Prende il via “Daìmon: A scuola per restare”: una scuola che non terminerà mai: itinerante, multidisciplinare, inclusiva, gratuita e accessibile a grandi e piccini; senza porte e finestre, senza pagelle e attestati, senza compiti e calendari da rispettare; con luoghi di apprendimento disseminati nei campi, nelle cantine e nelle botteghe, diffusa nei paesi e nei paesaggi d’Italia. Una scuola adatta a chi vorrà abitare poeticamente e civicamente i propri territori e a chi vorrà conferire pienezza al proprio re-stare.
Praticheremo l’arte socratica della maieutica, ovvero impareremo a ‘partorire’, grazie agli stimoli – dote in senso lato- degli incontri, risposte, strumenti e soluzioni che ci appartengono ma che abbiamo disarmato.
Impareremo dunque a ri-scoprire i nostri luoghi madre, a stimolare e supportare gli enti pubblici e privati locali e internazionali; ci sensibilizzeremo alla cittadinanza attiva glocale; ci dis-educheremo all’abbandono e impareremo l’arte della cura: delle radici e dei fiori.

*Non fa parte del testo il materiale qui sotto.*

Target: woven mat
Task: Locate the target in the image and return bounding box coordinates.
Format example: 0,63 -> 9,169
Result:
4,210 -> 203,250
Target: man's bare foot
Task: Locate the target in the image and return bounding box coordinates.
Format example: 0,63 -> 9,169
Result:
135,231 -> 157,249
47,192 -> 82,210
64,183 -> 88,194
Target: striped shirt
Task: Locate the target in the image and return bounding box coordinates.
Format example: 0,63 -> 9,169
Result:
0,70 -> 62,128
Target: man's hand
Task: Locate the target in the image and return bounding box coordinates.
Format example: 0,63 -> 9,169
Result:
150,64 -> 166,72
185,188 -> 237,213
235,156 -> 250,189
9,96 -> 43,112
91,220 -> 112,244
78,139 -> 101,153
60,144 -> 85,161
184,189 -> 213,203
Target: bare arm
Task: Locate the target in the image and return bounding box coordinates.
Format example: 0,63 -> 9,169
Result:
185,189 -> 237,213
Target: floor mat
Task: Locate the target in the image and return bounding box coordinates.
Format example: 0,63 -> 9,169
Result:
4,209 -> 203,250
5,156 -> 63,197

Da decenni l’Italia è vittima del calo demografico e dello spopolamento per abbandono volontario o forzato da parte dei suoi abitanti. Ma è in atto anche una migrazione interna che, come una bussola, è pressoché unidirezionale e riguarda uno spostamento massivo di cittadini dalle regioni del Sud a quelle del Nord Italia.
Interi paesi sono diventati – o stanno diventando – borghi fantasma, mentre le città medio-grandi si apprestano a diventare metropoli prive di spazio vitale.
È fondamentale preservare il patrimonio culturale e naturale dei piccoli centri, per tutelarne la produzione agricola, culturale ed enogastronomica: per tutelarne le connotazioni identitarie.
A partire da queste osservazioni, l’antropologo calabrese Vito Teti ha coniato il concetto di “restanza”, un rimando alle parole “erranza” e “lontananza”. Non pigrizia, né per così dire “resistenza passiva” o tantomeno rassegnata: bensì un atteggiamento attivo e propositivo, da praticare nella quotidianità: lavorando a una ridefinizione continua dell’ambiente, recuperando e rigenerando il paesaggio in relazione alla presenza dell’uomo, in piena armonia.
I paesi rappresentano una grande risorsa e una grande opportunità.
Non sono un residuato del passato o un’eredità di un “piccolo mondo antico” avulso dal presente. Anzi, i piccoli comuni possono essere un luogo dove si possono sperimentare politiche innovative dal punto di vista civico, sociale ed economico, dove si possono costruire nuove relazioni con i luoghi e le comunità, dove si può (e si deve) parlare di futuro.
Di sicuro il futuro dell’umanità sarà ancora costituito da cammini e spostamenti. L’etica della restanza non promette una rivoluzione, ma indica la strada per costruire avamposti contro l’impoverimento culturale e per erigere zone di accoglienza verticale e orizzontale – caminetti o luoghi di ristoro – da offrire ai viandanti: indica la strada per creare rete, scambio di saperi, cor.rispondenze e quindi arricchimento.
Ed è proprio questo che la scuola chiede in luogo di una quota di partecipazione: un baratto in sapere, manufatti, tempo, ospitalità, prodotti o edificanti segreti per una restanza felice.
P.S. Abbiamo scelto di dare alla nostra scuola il nome Daìmon, dal lessico del sentire greco. Era lo spirito guida che accompagnava gli eroi greci a compiere il loro destino, a realizzare pienamente la loro individualità, il loro essere eccezione; nel caso di Antigone era Filía: Amore.
Daìmon era ed è il nostro demone: lo sguardo interiore che porta al riconoscimento; viatico e volano per la realizzazione della nostra pienezza. I segni di daìmon poi sono gli stessi che definiscono (con l’aggiunta di una congiunzione) la parola diaméno, che in greco classico significa restare.